As head of the Branchini Bioluminescence Research Group, Professor Bruce Branchini has furthered research in the field of bioluminescence since his time as a Ph.D. candidate at Johns Hopkins University in Baltimore, MD. In 1972 Branchini began to work with E.H. White on modifying luciferase with the aim of switching the light emission colors.
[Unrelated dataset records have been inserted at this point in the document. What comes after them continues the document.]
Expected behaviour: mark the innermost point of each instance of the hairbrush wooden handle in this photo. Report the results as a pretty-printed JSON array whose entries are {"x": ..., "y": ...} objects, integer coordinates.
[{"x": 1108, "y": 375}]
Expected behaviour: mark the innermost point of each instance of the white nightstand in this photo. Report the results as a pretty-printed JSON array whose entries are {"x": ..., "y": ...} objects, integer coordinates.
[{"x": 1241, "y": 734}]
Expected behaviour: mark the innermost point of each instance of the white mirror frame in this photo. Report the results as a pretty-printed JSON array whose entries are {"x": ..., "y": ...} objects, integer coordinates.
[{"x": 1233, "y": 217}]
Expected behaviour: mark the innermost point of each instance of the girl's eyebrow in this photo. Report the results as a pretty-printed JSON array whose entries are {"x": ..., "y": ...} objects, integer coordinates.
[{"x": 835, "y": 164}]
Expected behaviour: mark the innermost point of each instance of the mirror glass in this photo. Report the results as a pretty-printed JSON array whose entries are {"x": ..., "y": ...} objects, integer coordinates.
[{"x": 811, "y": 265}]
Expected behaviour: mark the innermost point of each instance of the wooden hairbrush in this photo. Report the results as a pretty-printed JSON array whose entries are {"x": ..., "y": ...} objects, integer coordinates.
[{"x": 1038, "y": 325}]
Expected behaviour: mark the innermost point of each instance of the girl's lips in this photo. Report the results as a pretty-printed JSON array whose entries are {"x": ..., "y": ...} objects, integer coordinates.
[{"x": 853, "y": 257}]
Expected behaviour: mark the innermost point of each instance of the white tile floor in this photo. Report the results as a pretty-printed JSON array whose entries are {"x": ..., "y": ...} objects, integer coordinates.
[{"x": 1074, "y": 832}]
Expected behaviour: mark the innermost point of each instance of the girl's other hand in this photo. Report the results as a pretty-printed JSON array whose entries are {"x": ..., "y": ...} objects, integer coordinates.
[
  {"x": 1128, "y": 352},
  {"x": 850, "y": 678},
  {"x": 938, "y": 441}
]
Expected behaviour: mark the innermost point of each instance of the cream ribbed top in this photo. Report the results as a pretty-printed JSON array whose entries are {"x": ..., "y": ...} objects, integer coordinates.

Upon the formation of his Branchini Bioluminescence Research Group at Connecticut College, he continued studying firefly luciferases and their reaction mechanisms, identifying an active site peptide in 1997. In 1999, his group proposed a model for explaining how bioluminescence color is determined, based on their site-directed mutagenesis studies of firefly luciferase active site amino acids. Red- and green-emitting firefly luciferase mutants for bioluminescent reporter applications have been made. The group cloned luciferase from the Italian firefly Luciola italica in collaboration with Aldo Roda’s group in Bologna, Italy, in 2005; and from the southern Appalachian Blue Ghost firefly in 2017. The group has also made interesting new substrates and enzymes that produce near IR light. Branchini and two undergraduate students collected species of Orfelia fultoni in Highlands, North Carolina, in 2019; and are continuing studies of bioluminescence and bioluminescent systems.
Since 1976, Branchini has held two permanent faculty positions and has actively directed undergraduate research projects for 42 summers.